Meski begitu, Sofjan mengakui, di banyak negara memang nilai nominal mata uang tidak terlalu besar seperti di Indonesia, dan hal ini akan menentukan secara psikologis. “Kalau menurut saya perlu sosialisasi, ada tahapannya, yang nominasi gede bisa tetap dipakai dan yang kecil juga masuk, setelah itu bertahap baru ditarik yang nominasi gede,” jelasnya.
Dari sisi pengusaha, Sofjan menyatakan setuju dan tak terlalu mempersoalkan asalkan redenominasi ini bukan bertujuan untuk mengurangi nilai mata uang rupiah. “Tapi hati-hati juga, jangan cetak uang banyak-banyak. Bisa inflasi,” tegasnya.
Seperti diberitakan, redenominasi adalah pengurangan nilai pecahan tanpa mengurangi nilai uang tersebut. Kasarnya, angka nol dalam sebuah pecahan uang akan dikurangi, dan jika dikurangi tiga angka nol maka Rp 1.000.000 akan menjadi Rp 1.000.

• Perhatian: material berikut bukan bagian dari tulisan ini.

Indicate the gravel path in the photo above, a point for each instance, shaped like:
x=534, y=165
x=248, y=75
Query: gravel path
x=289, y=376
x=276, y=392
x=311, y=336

Rencana redenominasi diungkapkan Gubernur BI baru, Darmin Nasution. BI merasa perlu melakukan redenominasi, karena uang pecahan Indonesia saat ini, Rp 100.000, merupakan terbesar kedua di dunia setelah mata uang Vietnam (500.000 Dong). Proses redenominasi perlu waktu empat sampai lima tahun. BI akan mengajak bicara pemerintah dan DPR sebelum menerapkannya. (Surya, 2/8).
Gejolak
Di pihak lain, kalangan DPR mengimbau wacana redenominasi jangan sampai menimbulkan gejolak stabilitas ekonomi. Kesiapan masyarakat menjadi poin penting bagi BI sebelum menyampaikan kepada pemerintah dan presiden.
“Redenominasi sebetulnya sangat baik, tetapi harus dipahami jika kesiapan masyarakat menjadi hal penting yang harus diperhatikan,” ujar Akhsanul Qasasi, Wakil Ketua Komisi XI (Komisi Perbankan) DPR RI.
Akhsanul mengatakan, sebelum redenominasi disampaikan kepada pemerintah BI harus melakukan sosialisasi kepada masyarakat. Misalnya melalui seminar dan road show ke kampus. “BI jangan gegabah tiba-tiba langsung disampaikan kepada pemerintah. Masyarakat harus dimintai pendapatnya terlebih dahulu,” katanya.
Tanpa kesiapan masyarakat, maka bisa terjadi gejolak ekonomi akibat kepanikan di masyarakat. “Hal itu berbahaya, karena masyarakat tidak mengerti dan jangan sampai disalahartikan seperti sanering,” tambah Akhsanul.
Sedangkan Menteri Keuangan (Menkeu) Agus Martowardojo membantah rencana redenominasi rupiah. Wacana BI melakukan pemotongan nilai mata uang itu ternyata belum sampai ke Kementerian Keuangan. Agus mengaku, belum mengetahui rencana itu, dan dalam program pemerintah pun tidak ada rencana pemotongan nilai mata uang.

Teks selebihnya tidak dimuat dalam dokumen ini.